Produtores nacionais foram prejudicados, atesta

Lima,

Desde 31/08 último, os EUA poderão exportar para o Brasil 750 milhões de litros de etanol com isenção de impostos.

A medida, que vale pelos próximos 12 meses, tem gerado críticas do setor sucroenergético.

Em primeiro lugar, porque lideranças esperavam pelo fim da isenção de importação da cota anterior, que venceu em 31/08 e previa 600 milhões de litros anuais.

“Ao invés [disso, o governo] revolveu liberar mais e sem contrapartidas em favor do produtor nacional”, afirma Alexandre Andrade Lima, presidente da Federação dos Plantadores de Cana (Feplana).

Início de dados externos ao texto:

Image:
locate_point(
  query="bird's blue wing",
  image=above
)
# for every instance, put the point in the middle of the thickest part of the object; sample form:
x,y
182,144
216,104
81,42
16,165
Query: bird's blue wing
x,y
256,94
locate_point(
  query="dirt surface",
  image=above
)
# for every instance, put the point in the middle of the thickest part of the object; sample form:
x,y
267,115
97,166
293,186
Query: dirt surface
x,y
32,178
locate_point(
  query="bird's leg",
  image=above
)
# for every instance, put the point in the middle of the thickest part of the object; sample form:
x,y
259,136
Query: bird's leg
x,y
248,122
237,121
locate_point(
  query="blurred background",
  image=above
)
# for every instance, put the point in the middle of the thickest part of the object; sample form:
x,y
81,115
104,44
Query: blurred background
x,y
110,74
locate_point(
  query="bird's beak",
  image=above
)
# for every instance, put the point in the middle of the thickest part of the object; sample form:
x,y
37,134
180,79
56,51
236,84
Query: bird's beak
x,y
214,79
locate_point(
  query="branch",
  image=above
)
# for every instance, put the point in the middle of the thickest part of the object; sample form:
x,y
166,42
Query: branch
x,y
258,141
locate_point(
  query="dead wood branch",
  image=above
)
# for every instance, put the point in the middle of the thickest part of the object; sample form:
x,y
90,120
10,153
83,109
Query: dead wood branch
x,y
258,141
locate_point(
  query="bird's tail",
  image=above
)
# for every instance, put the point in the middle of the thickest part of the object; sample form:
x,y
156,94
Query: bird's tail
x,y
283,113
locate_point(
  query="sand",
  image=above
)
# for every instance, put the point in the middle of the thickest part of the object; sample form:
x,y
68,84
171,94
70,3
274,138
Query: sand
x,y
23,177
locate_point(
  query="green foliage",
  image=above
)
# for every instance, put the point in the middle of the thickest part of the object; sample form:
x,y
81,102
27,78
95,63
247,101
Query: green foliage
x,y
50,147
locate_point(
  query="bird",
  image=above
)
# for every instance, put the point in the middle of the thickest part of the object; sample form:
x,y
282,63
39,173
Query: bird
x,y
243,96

“Nem mesmo o açúcar brasileiro poderá entrar no país estadunidense com a mesma facilidade ofertada”, atesta.

Essa maior venda de açúcar para os EUA era o pleito da Feplana e da Novabio – entidade que representa as usinas do Nordeste, parte do Centro-Oeste e do Norte do País.

Segundo a Portaria 547 do Ministério da Economia, a cota de isenção de imposto do etanol estrangeiro subiu para 750 milhões de litros por mais um ano.

Enquanto isso, no entanto, a cota do açúcar do Brasil para entrar nos EUA continua bem menor, só 177,75 mil toneladas.

“Qual será a contrapartida que o governo nós apresentará para refazer as consequências danosas dessa medida para toda a cadeia produtiva sucroenergética nacional?”, pergunta Alexandre Andrade Lima

‘Ministra defendeu fim da cota de isenção’

Lima também preside a Câmara Setorial da Cadeia Produtiva da Cana no Ministério da Agricultura, Pecuária e Abastecimento (MAPA).

E, segundo ele, a 1ª deliberação deste grupo este ano foi, por unanimidade, o fim da cota de isenção do etanol estrangeiro.

Essa deliberação, afirma, foi acolhida e defendida pela ministra da pasta, Teresa Cristina.

“A antiga cota de 600 milhões de etanol dada aos estrangeiros já vinha provocando prejuízos a cadeia sucroenergética nacional”, relata.

“Sobretudo no mercado do NE, onde 90% das importações têm sido comercializadas, em concorrência desleal com o etanol local.”

O nacional, emenda, não é subsidiado pelo governo brasileiro, ao contrário do etanol de milho dos EUA.

A Feplana, por sua vez até aceitavam a prorrogação da isenção por um tempo menor que um ano ou até zerá-lo totalmente.

Isso desde que os EUA oferecessem as mesmas condições para o açúcar do Brasil entrar no mercado interno deles.

Lima espera que algo seja feito.

Já entraram mais de 900 milhões de litros

Ainda com a cota de 600 milhões de etanol, de janeiro a julho deste ano, já entraram no Brasil 982,82 milhões de litros de etanol anidro.

Desses, segundo a liderança, 920,61 milhões somente oriundo do país do presidente Donald Trump.

E quase a totalidade desse volume foi comercializado só no NE.

“Se não houver nenhuma contrapartida, ampliar a cota do etanol dos EUA sem nada em troca vai de contra o nosso produtor”, reafirma.

E vai contra em especial contra os 23 mil canavieiros do Nordeste e de seus 250 mil trabalhadores, bem como todas as usinas produtores de etanol na região.

“Contraria ainda a cadeia produtiva do Centro-Sul que também fornece ao mercado do NE”, finaliza.